In fact, if you head over the competition itself, get the data set, and check out the tutorial, you’ll see that it walks you through slicing and dicing the images and using a CNN with Keras and TensorFlow backend. Voila!
Frankly, you could do a lot worse than just implementing the tutorial and messing around with the parameters for a few weeks to see what you get.
After that get crazy. Throw different parameters and algorithms at it. Experiment and have fun. Maybe you’ll stumble across something the experts missed!
If you’re ready to try something more advanced after that, there are some great posts on the Kaggle Data Science Bowl 2017 board. Turns out data scientists are not above sharing some of their secret sauce. Check out this one, which helps you start exploring the data, which is a series of anonymized CT scans.
This one is more advanced and currently the most popular post on the board for good reason. It helps you do “pre-processing,” which is basically scrubbing and massaging the data to make it easier for neural nets to deal with more fluidly. It actually turns the 2D images into 3D images! Super cool!
Frankly, if you type out all this code yourself and get it running, you’re already kicking serious ass. This approach to programming is called “the hard way,” i.e., just type in the code without thinking about it until you understand it. There is even a series of books on Python and other languages that take this approach to learning, and it may work for you.

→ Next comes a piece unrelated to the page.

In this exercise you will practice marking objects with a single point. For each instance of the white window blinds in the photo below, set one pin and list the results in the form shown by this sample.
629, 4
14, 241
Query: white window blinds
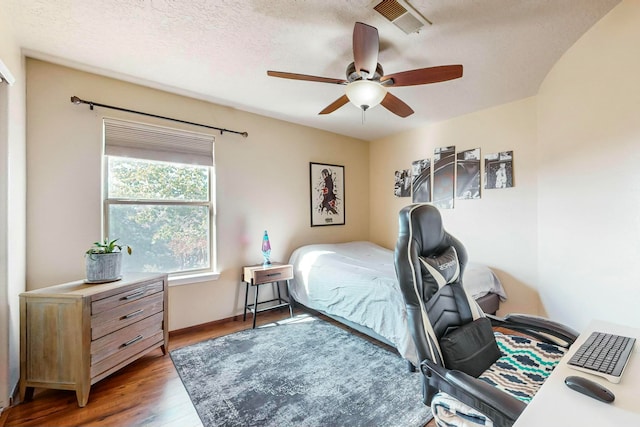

One warning: Someone posted a perfect score in the competition already. He did it in a clever way, by studying the leaderboards and effectively doubling his training set size. It’s perfectly legal, but it won’t really help your goal, which is to learn about how to run neural nets against a training set for a good cause. I’d skip this approach for now, and focus on running Keras against the CT scans.
That’s it! With any luck, you’ll help redefine cancer research and take home some cash too. Not a bad day’s work.
But even if you don’t win, you’ll be well on your way to learning how to use AI in the real world.
Whatever happens, remember to have fun!